As a child with PKU grows older, low-protein food substitutes are introduced to supplement the formula (e.g., low-protein breads and pasta). To put this in perspective, consider that a 10-year-old child with PKU might ingest 300 to 500 mg of phenylalanine per day. Thus three or four slices of regular bread would meet a child’s nutritional needs and dietary phenylalanine limit because of the relatively high protein content of grains. Low-protein foods make the diet more substantive and varied. Indeed, seven slices of low-protein bread contain the phenylalanine equivalent of one piece of regular bread. Yet, many of these foods have an odor, taste, texture, or appearance that differs distinctively from foods containing normal amounts of protein.

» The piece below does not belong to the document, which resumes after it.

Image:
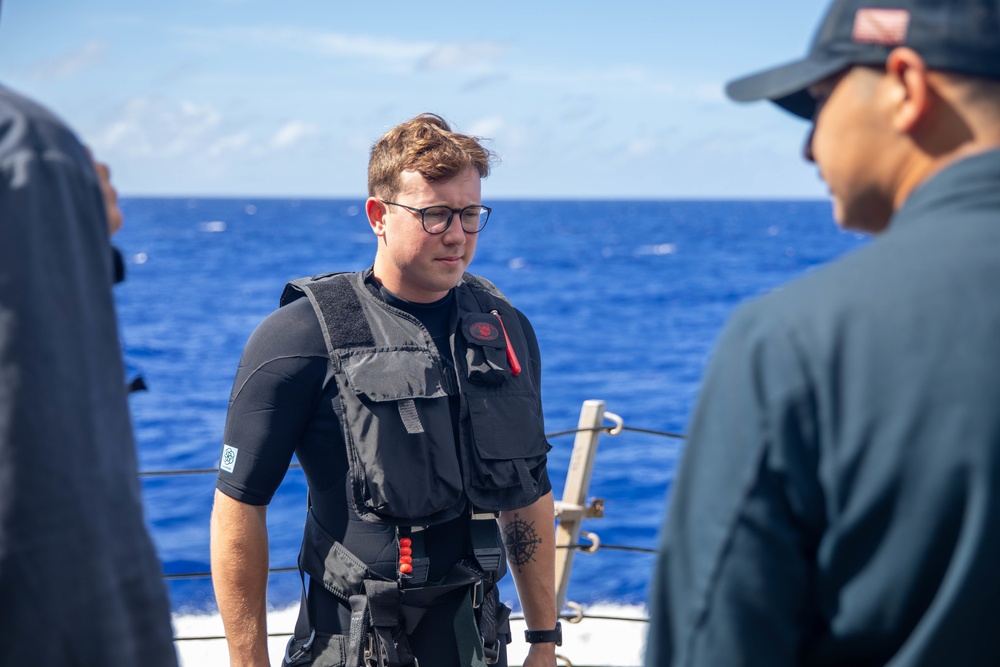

The intake of many fruits, fats, and carbohydrates is less restricted (see table at the right). However, phenylalanine is found unexpectedly in many food items (e.g., gelatin, beer). In fact, the FDA requires manufacturers to label products containing aspartame (a common artificial sweetener that contains phenylalanine) with a warning for persons with PKU.
Teenagers with PKU sometimes have difficulty socializing with their peers because their dietary restrictions limit food choices at restaurants, sporting events, and parties. Adults with PKU must consume more medical food than they did during childhood due to their size and protein requirements. Women with PKU must be on a severely restricted low-phenylalanine diet during pregnancy because hyperphenylalaninemia is a known teratogen (see text).
Inborn errors of metabolism are chronic diseases that are often treated by substantially modifying the diet. This can require considerable changes in lifestyle, precipitating financial and emotional hardships of which health-care providers need to be aware.